Noche a noche yo me encuentro en el punto de partida, observando desde la distancia, acoplando los sentidos y visionando el horizonte de la realidad, despierto del gran sueño del puto capitalismo.
Siempre abogo por el buen hacer en mi vida, me gusta inyectarme de una buena dosis de "buena persona" cada dia, pero sintiéndolo mucho al dia siguiente a mi buen hacer, vuelvo a ser malvado, vuelvo a cometer los mismos errores, esos mismos errores que marcan tu existencia y que estigmatizan tu alma.
Ojalá viviera en un mundo, donde en vez de salir de fiesta, salieran a contar estrellas, un mundo donde la amistad fuera un vínculo de serie entre todos, un mundo donde la vida consistiera en vivir de la vida.
Detesto salir a contar estrellas muchas noches, y lo único que encuentro para contar, son murciélagos negros como el azabache; tan alados, planean sobre mi cabeza, algunos creen cautivarme con su cortejo nocturno, otros simplemente rozan las puntas de sus garras contra mis hombros, algunos incluso me avisan desde la distancia haciendo señales con sus rojos ojos.............

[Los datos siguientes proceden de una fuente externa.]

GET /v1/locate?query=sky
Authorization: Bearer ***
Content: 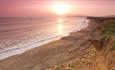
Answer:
[0,0,115,17]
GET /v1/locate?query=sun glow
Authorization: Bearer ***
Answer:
[52,3,70,15]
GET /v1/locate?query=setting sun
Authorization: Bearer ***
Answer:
[52,3,70,15]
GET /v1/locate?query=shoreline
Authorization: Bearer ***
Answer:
[0,18,89,60]
[0,20,96,70]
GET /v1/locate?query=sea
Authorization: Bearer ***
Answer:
[0,17,89,60]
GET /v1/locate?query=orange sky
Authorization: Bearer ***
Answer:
[0,0,115,17]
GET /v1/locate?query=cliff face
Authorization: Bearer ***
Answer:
[89,18,115,70]
[54,17,115,70]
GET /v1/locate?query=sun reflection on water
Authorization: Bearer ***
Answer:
[57,18,64,35]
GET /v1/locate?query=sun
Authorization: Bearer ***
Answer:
[52,3,70,15]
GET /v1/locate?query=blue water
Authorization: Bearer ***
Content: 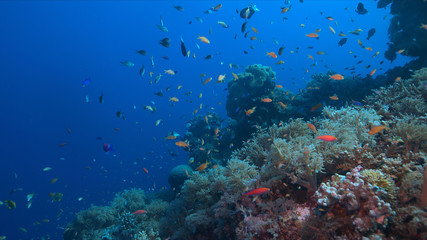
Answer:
[0,0,408,239]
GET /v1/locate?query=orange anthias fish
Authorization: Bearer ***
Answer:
[310,103,323,112]
[261,98,273,102]
[231,73,239,79]
[306,33,319,38]
[368,125,387,135]
[164,69,176,75]
[245,188,270,196]
[246,107,256,117]
[307,123,317,133]
[165,135,176,140]
[132,210,147,215]
[175,141,189,148]
[218,74,225,82]
[266,52,277,58]
[197,36,211,44]
[317,135,338,142]
[197,160,209,172]
[169,97,179,102]
[329,73,344,81]
[279,102,288,109]
[213,4,222,10]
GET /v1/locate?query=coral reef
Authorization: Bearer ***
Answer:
[168,164,193,191]
[309,166,392,238]
[64,65,427,240]
[63,189,168,240]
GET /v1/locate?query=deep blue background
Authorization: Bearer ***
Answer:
[0,0,407,239]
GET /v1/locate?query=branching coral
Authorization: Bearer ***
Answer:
[315,166,392,237]
[360,169,398,203]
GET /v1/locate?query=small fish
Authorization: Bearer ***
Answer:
[266,52,277,58]
[355,2,368,15]
[240,22,248,33]
[165,135,176,140]
[159,38,171,47]
[306,33,319,39]
[368,125,387,135]
[217,21,230,28]
[154,119,163,127]
[181,36,187,57]
[278,47,285,56]
[197,160,209,172]
[246,107,256,117]
[245,188,270,196]
[217,74,225,83]
[4,200,16,209]
[164,69,177,76]
[173,6,184,12]
[136,50,147,56]
[132,210,147,215]
[102,143,113,154]
[156,15,168,32]
[197,36,211,44]
[317,135,338,142]
[203,77,212,85]
[175,141,190,148]
[307,123,317,133]
[49,178,59,184]
[82,78,91,87]
[278,102,288,110]
[351,100,363,107]
[169,97,179,102]
[329,73,344,81]
[366,28,376,40]
[120,61,135,67]
[310,103,323,112]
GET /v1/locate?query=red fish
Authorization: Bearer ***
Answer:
[132,210,147,215]
[245,188,270,196]
[317,135,338,142]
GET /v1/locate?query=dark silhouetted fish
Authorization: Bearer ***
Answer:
[159,38,171,47]
[338,38,347,47]
[366,28,376,40]
[278,47,285,56]
[356,2,368,15]
[240,7,255,19]
[181,36,187,57]
[241,22,248,33]
[377,0,393,8]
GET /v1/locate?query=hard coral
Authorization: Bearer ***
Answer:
[314,166,392,237]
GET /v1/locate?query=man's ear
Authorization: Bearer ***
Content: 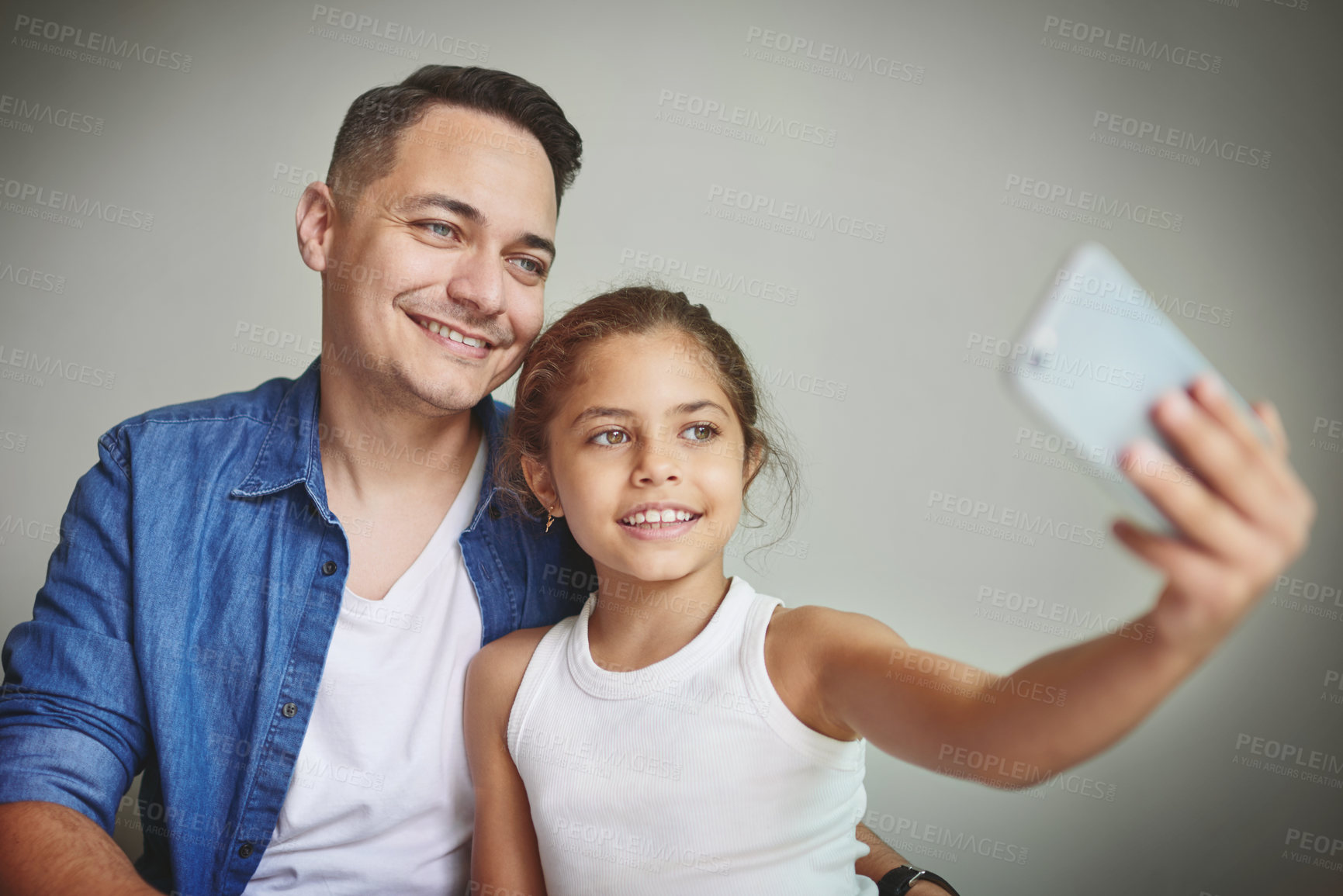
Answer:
[522,454,564,516]
[294,180,337,272]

Me pierdo en el bosque y en mi bolso no más que una simple y bonita estrella, iluminando mi sendero, sonrojandose cuando la penumbra se acrecienta, y durmiendo cuando mi agotamiento se hace notar. A la mañana siguiente despierto entre chumberas, sus retorneados brazos lucen con palmito sus triunfantes barbas, más a lo lejos, un bananero, tan esbelto, sus frutos eran como esculpidos en alabástro, me levanté del camino y al girar mi vista, un hermoso manzano me transporto directamente al paraiso, la serpiente era toda de esmeralda, y me ofreció una perfecta esfera roja....yo le comenté que eso no era una manzana y ella me contestó que las cosas actualmente están así muy prefabricadas,,y que me conformara con ese sucedáneo nocivo...........
Y noche a noche, yo me encuentro en el punto de partida, intentando comprender porque contar estrellas y meterlas en un bolso es tan complicado.